Having sat on the side-lines in 1994 with a watching brief, he exploded onto the scene in France, in 1998, with four goals, only to lose the final amid controversy and rancour after he had initially been excluded from Brazil’s starting line-up after suffering a seizure earlier in the day.
Despite a succession of devastating injuries, four years later he scored eight times in South Korea, and Japan, helping the collective to the redemption of World Cup glory, and himself to the Golden Boot.
Ronaldo scored both of his team’s goals in the final, against Germany, and four years later he would find the net three more times as Brazil’s World Cup defence was surprisingly ended by France, in the quarter-finals.
1. Gerd Müller (West Germany)
An unstoppable goalscoring machine, Gerd Müller took to the 1970 World Cup with an almost obscene abandon.

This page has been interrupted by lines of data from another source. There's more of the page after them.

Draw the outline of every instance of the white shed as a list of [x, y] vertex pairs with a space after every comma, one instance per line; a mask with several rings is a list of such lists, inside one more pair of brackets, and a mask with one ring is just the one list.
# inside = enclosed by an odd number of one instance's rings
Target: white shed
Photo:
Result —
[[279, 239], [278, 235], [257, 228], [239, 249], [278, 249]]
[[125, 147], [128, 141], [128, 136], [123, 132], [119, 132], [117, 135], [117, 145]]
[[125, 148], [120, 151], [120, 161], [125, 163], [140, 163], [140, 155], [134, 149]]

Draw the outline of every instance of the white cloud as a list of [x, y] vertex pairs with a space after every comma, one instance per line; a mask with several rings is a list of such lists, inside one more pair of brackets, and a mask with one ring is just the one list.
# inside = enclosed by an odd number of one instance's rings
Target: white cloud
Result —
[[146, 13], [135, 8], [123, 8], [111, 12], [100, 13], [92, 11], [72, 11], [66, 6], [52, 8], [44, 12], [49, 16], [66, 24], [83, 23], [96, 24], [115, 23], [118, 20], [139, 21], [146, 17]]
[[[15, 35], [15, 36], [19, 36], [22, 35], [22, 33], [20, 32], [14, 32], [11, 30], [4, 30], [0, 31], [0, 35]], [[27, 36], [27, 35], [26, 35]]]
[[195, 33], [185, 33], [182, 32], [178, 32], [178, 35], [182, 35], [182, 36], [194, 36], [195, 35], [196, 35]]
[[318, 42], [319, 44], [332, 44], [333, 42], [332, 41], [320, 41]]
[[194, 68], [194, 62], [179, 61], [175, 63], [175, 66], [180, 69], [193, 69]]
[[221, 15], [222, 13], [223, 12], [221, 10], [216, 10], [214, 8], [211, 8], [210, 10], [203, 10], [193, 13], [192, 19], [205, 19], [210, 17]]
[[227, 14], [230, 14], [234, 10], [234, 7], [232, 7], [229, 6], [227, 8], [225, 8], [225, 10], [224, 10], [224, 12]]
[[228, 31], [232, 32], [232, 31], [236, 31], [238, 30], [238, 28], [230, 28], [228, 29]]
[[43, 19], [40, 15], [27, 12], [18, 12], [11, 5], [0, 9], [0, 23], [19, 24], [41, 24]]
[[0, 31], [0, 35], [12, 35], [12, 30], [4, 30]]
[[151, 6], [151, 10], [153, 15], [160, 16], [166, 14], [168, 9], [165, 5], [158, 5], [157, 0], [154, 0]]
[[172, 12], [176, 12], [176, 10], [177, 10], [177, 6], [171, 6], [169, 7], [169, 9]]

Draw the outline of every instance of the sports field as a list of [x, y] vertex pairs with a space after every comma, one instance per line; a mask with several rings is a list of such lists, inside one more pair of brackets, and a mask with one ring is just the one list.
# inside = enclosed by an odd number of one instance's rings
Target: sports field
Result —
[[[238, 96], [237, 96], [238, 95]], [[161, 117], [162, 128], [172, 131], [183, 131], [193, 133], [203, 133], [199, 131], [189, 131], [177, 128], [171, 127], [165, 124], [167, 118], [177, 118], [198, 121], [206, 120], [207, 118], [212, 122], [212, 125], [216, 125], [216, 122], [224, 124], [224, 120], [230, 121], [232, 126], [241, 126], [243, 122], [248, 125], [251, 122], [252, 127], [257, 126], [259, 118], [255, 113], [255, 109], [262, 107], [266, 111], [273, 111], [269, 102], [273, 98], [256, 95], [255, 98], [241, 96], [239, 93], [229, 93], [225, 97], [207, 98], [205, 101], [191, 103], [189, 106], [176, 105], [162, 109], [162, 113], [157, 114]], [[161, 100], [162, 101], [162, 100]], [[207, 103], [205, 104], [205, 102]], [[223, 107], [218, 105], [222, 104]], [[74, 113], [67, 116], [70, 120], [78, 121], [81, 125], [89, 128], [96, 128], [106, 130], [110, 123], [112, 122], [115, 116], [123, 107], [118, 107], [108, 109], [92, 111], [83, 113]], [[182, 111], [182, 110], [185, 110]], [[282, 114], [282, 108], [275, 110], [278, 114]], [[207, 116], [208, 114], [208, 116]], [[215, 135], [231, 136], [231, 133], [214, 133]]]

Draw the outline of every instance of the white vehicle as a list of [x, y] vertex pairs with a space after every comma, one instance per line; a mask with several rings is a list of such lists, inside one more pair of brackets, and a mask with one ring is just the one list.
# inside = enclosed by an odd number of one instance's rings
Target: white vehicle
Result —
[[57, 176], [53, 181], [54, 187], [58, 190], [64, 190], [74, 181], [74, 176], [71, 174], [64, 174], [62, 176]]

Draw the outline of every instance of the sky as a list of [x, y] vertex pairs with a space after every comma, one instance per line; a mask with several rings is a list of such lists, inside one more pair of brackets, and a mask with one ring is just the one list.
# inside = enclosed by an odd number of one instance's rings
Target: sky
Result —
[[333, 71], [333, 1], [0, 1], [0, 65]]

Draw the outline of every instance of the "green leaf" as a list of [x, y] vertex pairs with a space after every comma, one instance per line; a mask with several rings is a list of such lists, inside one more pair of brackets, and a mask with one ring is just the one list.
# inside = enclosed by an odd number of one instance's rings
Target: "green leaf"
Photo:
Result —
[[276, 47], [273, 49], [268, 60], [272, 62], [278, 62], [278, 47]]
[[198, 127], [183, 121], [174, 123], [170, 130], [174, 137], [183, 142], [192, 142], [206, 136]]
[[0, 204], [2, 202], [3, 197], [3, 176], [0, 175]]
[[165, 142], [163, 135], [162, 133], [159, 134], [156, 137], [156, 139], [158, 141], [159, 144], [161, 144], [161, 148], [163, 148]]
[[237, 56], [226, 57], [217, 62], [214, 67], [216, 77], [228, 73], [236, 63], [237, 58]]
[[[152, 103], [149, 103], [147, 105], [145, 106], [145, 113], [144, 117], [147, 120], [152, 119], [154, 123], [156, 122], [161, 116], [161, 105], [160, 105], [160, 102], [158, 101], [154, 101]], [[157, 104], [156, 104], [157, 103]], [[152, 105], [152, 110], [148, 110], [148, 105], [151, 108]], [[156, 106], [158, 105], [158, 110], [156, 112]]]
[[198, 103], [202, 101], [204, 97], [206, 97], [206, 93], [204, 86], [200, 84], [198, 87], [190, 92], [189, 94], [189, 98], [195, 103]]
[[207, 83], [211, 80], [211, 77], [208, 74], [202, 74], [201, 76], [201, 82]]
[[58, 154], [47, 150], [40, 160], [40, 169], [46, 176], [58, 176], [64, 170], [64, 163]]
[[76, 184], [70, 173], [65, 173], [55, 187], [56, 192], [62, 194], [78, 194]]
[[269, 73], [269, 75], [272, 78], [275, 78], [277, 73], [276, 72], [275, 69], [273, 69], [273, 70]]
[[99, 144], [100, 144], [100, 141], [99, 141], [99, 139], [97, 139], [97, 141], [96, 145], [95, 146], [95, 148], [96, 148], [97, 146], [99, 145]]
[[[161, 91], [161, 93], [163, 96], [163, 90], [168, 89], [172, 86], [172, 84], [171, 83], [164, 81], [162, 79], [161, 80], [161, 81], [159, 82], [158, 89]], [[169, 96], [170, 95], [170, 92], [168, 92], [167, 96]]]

Scorer of the winning goal in West Germany’s opening game against a stubborn Morocco, he followed that up with hat-tricks against both Bulgaria, and Peru.
In the quarter-final, against England, Müller scored the winner as his team fought from 2-0 down, to win 3-2 in extra time, while he scored twice in their iconic loss to Italy in the semi-finals, a 4-3 defeat that was dubbed The Game of the Century.
Ending the 1970 tournament with ten goals, four years later, on home soil, and in a more frugal team, he was restricted to four goals, although the last of those was the winner in the final, against the magnificent Netherlands.